Dan lihatlah puntungpuntung rokok yang kusisakan pagi ini, apa tak cukup menggantikan bahasa kemalangan diri? Bergelut di antara kertaskertas blahshit murahan, yang dicoret dan dikembalikan tanpa ampun di setiap pertemuan. Berkubangan dalam tinta sialan.
Ha, puas bisa memenjarakan aku dalam kesalahan?
Akan kubalas dengan ratusan kertas dan tinta, tapi maaf, kali itu bukan seperti alurmu melainkan seperti jalan ceritaku.
Akan kukirimkan paketan senjata yang kau tumpulkan selama ini. Akan kubuktikan aku nyata. Kubuktikan otakku tak hanya berbicara rumusrumus kimia, tapi juga bahasa dunia yang merangkul semesta. Tidak hanya rumusrumus fisika apalagi biologi yang –sungguh– sama sekali tak kusuka.
Akan kukirimkan novelnovel cinta. Biar terbuka matamu. Biar mengerti hatimu. Bahwa aku pun tersiksa setelah hampir tiga belas bulan kita berkejaran laiknya si pencuri ayam.
Atau, mau kubuatkan film, –lengkap dengan adegan tangisan menyayat tanpa meterai penutupnya? Biar tahu kau betapa kecewanya aku ketika semangat yang kau berikan selama ini ternyata palsu.

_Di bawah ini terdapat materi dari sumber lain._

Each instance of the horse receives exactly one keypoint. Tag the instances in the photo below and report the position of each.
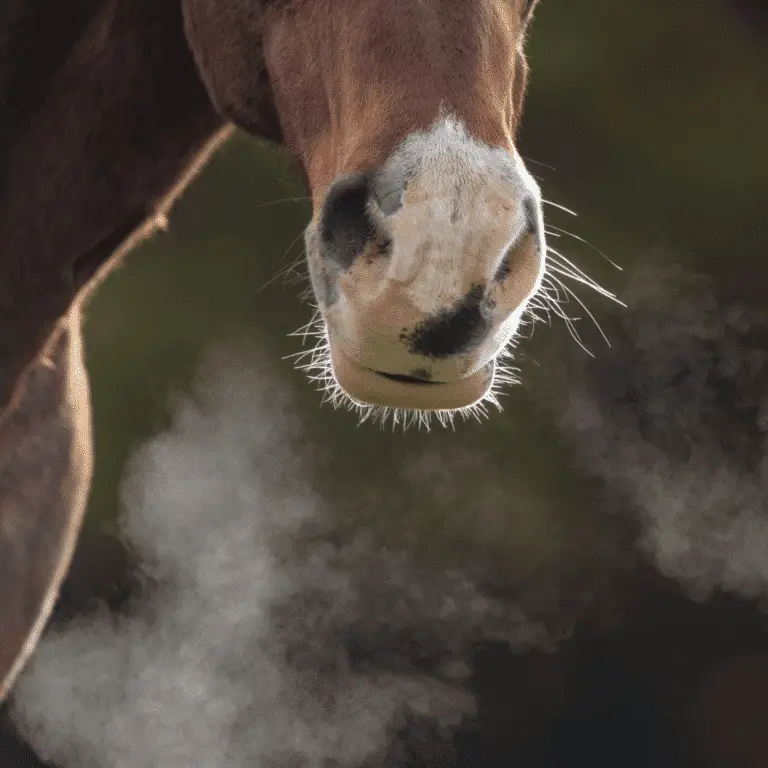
(425, 246)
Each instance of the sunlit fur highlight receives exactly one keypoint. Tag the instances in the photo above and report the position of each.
(551, 298)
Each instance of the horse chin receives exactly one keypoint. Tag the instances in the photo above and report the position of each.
(367, 387)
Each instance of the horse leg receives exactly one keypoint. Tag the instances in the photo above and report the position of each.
(45, 473)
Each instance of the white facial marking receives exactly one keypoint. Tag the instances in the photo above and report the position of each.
(462, 209)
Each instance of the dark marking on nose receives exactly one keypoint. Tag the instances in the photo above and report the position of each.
(455, 330)
(346, 225)
(531, 228)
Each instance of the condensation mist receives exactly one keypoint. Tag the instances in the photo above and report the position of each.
(674, 421)
(262, 636)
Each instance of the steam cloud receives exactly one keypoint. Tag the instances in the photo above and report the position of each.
(674, 421)
(263, 637)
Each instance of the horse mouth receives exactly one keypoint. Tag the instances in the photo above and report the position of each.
(369, 387)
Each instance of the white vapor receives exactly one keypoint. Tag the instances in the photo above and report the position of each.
(263, 637)
(674, 420)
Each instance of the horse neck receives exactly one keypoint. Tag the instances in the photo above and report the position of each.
(103, 110)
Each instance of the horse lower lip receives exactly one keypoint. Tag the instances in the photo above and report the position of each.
(370, 387)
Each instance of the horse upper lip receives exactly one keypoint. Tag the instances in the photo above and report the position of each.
(405, 379)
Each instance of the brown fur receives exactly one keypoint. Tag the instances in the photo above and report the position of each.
(105, 104)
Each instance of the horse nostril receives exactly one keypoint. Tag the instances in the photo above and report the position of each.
(532, 227)
(454, 331)
(346, 225)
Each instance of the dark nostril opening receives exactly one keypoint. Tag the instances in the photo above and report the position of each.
(531, 215)
(531, 212)
(346, 226)
(456, 330)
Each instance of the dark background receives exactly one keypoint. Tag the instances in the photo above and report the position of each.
(647, 117)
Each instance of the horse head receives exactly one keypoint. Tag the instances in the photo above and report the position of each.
(426, 241)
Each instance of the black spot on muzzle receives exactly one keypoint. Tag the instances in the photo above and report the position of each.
(454, 331)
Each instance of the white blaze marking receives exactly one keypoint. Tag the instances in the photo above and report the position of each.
(461, 210)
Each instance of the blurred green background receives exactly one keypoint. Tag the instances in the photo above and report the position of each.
(646, 117)
(649, 118)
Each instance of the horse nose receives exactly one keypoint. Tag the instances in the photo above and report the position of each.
(345, 223)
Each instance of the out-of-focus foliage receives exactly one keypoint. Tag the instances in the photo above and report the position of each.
(644, 117)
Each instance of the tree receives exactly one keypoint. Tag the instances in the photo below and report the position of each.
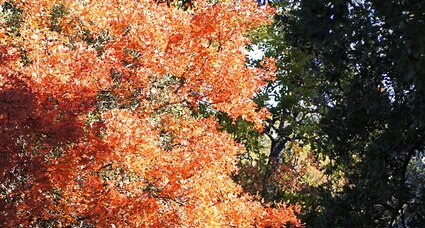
(363, 61)
(98, 114)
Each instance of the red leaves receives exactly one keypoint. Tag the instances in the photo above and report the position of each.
(144, 159)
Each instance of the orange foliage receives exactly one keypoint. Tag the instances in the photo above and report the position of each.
(146, 160)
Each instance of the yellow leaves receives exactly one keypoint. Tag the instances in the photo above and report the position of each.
(147, 161)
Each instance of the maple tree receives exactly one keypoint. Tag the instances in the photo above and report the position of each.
(98, 113)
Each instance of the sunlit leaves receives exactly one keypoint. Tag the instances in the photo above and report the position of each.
(99, 116)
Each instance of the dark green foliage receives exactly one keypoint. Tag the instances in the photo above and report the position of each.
(360, 67)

Atau jendela tiaptiap rumah ingin kutempeli dengan gambargambar kepala, –lengkap dengan tali tergantung yang melingkari lehernya. Biar tahu kau betapa tak ada lagi niat mengecap manis, setelah pahit yang kau suapi kepadaku di meja penghakiman setahun yang lalu.
Dan, lihatlah sekali lagi puntungpuntung rokok di hadapanku pagi ini. Merekalah saksi bisu dari tiap rasa sakit yang terakumulasi menjadi satu. Dari rindu yang bereinkarnasi menjadi benci satusatu.
Tak cukupkah itu menghantarkan nilaiku untukku?
Jika tidak,
Sekalian saja kau bunuh aku kalau begitu.